Ressort: Ebola-Ausbruch
Alors que l'OMS signale les premières guérisons en République démocratique du Congo et inaugure un nouveau centre de traitement, les cas suspects au Brésil et en Italie attirent l'attention internationale. La véritable propagation de l'épidémie en RDC devrait largement dépasser les chiffres officiels.
L'épidémie d'Ebola dans l'est de la République démocratique du Congo suscite aujourd'hui pour la première fois des réactions internationales concrètes.
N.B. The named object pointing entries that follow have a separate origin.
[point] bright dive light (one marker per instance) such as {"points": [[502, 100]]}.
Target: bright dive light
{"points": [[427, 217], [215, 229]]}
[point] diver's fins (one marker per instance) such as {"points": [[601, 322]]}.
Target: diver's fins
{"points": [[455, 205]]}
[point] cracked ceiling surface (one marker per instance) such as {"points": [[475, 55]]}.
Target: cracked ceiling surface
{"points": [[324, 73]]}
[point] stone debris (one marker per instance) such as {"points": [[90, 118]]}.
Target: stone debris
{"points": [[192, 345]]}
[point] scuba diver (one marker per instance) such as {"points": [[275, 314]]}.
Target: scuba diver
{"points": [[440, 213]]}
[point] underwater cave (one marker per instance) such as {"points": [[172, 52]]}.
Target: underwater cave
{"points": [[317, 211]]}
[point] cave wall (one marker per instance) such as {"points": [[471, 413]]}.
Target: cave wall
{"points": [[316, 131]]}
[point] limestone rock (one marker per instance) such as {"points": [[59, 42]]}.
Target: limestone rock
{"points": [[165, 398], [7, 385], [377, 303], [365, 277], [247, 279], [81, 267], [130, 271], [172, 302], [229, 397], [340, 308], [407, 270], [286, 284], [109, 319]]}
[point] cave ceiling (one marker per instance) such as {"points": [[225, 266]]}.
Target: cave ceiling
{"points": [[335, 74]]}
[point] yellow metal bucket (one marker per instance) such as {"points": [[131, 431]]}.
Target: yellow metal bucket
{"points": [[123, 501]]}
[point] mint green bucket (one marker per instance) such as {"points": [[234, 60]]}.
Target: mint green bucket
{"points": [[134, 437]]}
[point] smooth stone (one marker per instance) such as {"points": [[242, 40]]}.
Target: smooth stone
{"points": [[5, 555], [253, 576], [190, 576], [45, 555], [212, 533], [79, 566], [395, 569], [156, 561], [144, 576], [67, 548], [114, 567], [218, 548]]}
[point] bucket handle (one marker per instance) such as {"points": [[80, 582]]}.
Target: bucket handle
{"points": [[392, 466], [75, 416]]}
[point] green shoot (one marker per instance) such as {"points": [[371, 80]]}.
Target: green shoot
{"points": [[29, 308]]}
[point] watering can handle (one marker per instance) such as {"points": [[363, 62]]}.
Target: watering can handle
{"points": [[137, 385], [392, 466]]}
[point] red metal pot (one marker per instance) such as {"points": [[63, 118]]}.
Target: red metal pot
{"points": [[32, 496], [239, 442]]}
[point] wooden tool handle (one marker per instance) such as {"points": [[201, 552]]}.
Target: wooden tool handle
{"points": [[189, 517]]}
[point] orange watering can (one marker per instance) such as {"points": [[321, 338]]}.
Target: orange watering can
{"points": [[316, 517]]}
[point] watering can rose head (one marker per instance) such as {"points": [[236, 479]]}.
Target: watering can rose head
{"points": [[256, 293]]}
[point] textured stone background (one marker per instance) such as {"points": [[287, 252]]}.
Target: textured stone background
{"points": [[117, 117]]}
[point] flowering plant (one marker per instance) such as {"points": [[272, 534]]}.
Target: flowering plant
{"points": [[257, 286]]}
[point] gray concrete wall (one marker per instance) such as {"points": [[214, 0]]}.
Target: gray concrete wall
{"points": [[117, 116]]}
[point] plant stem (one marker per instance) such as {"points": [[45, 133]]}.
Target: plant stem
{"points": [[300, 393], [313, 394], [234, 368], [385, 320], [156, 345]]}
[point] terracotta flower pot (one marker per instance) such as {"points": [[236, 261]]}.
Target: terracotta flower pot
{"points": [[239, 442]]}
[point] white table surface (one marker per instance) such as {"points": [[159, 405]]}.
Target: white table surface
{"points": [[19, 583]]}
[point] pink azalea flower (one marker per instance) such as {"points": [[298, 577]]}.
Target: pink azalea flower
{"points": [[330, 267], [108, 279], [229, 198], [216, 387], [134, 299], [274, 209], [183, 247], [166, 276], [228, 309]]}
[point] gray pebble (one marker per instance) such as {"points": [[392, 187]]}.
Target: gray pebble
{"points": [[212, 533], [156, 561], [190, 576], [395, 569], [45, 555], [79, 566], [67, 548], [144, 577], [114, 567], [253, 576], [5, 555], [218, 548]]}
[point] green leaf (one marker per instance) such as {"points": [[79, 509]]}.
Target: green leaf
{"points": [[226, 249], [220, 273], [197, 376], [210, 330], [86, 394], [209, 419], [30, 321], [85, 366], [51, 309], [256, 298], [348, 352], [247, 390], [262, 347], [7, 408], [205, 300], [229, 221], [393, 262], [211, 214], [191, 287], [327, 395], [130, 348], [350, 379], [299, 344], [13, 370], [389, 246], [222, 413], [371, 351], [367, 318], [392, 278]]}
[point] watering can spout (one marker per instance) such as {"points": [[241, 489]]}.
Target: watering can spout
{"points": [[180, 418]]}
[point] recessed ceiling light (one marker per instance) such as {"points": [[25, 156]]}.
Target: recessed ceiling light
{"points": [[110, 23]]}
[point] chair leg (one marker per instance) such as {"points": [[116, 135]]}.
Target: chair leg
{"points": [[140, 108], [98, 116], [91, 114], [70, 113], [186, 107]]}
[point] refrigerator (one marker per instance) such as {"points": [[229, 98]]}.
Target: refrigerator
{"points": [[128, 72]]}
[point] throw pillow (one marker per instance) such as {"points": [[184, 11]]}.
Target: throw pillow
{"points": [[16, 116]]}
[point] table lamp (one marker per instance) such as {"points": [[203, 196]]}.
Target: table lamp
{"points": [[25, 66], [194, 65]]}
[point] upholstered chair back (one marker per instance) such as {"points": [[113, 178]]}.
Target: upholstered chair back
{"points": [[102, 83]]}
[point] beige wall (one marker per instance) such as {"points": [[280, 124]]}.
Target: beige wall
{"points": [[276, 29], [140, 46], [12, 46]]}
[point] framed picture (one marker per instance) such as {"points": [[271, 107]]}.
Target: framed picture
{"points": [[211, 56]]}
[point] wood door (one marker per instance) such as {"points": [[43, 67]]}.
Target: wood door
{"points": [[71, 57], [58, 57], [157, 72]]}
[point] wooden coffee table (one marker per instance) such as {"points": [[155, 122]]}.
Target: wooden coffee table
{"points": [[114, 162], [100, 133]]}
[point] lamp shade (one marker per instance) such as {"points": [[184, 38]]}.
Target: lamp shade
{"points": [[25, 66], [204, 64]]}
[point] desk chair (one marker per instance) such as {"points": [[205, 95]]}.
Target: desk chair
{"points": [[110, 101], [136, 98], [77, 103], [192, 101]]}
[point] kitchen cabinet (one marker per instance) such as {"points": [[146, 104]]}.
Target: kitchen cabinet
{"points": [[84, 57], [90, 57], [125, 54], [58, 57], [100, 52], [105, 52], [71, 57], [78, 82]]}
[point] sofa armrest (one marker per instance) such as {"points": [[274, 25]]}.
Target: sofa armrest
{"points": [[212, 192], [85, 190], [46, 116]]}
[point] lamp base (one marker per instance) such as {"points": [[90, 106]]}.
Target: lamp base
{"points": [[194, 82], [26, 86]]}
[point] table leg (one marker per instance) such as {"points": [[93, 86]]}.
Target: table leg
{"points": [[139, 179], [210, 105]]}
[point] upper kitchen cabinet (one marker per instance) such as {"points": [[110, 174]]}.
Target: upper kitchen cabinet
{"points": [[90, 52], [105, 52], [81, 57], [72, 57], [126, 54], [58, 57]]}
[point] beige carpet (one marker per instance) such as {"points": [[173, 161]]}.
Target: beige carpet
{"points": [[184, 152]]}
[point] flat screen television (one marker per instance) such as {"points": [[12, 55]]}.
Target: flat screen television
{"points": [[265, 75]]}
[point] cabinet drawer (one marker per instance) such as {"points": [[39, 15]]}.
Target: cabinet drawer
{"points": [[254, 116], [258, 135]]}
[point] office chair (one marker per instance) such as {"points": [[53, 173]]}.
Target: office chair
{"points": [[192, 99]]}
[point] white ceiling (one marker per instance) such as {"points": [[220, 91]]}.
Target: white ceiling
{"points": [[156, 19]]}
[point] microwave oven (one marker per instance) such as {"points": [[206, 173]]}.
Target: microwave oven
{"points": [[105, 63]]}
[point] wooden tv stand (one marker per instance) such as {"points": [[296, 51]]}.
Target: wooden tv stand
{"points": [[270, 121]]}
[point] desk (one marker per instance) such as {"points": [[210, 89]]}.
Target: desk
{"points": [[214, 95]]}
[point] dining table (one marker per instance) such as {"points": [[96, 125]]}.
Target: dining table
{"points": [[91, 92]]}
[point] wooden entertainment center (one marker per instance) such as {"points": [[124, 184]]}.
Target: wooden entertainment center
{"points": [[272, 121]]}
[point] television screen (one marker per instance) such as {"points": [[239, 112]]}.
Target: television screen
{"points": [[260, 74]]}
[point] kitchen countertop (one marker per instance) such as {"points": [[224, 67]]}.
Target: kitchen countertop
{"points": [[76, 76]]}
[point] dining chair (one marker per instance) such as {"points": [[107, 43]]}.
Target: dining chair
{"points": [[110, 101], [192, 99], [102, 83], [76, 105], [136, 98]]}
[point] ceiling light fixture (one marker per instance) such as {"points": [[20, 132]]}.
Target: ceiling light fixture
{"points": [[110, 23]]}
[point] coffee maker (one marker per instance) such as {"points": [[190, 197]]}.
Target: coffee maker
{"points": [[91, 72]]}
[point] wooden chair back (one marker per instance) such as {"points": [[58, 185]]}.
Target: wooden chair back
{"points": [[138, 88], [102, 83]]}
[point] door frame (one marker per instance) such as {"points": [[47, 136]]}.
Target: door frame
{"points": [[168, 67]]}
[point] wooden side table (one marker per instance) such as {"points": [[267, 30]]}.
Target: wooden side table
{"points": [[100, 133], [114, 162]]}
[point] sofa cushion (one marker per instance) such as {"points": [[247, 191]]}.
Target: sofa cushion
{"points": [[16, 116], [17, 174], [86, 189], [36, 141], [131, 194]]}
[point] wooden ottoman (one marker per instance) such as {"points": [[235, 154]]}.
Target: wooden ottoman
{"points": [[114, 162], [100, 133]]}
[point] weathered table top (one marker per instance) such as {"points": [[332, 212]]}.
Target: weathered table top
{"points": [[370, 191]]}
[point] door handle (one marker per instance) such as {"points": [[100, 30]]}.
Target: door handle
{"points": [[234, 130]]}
Au Brésil, les autorités enquêtent sur deux hommes arrivés de RDC ou d'Ouganda et présentant des symptômes compatibles avec Ebola. UOL rapporte que l'un des suspects a été testé positif à la méningite dans l'État de São Paulo, tandis qu'un deuxième cas a été signalé dans l'État de Rio de Janeiro. Les deux hommes sont en isolement.
Simultanément, ANSA signale un cas suspect à Cagliari en Sardaigne : un homme récemment revenu du Congo a été retiré de son domicile et hospitalisé. La rue devant sa maison a été temporairement fermée ; les tests définitifs doivent être effectués à l'Institut Spallanzani à Rome.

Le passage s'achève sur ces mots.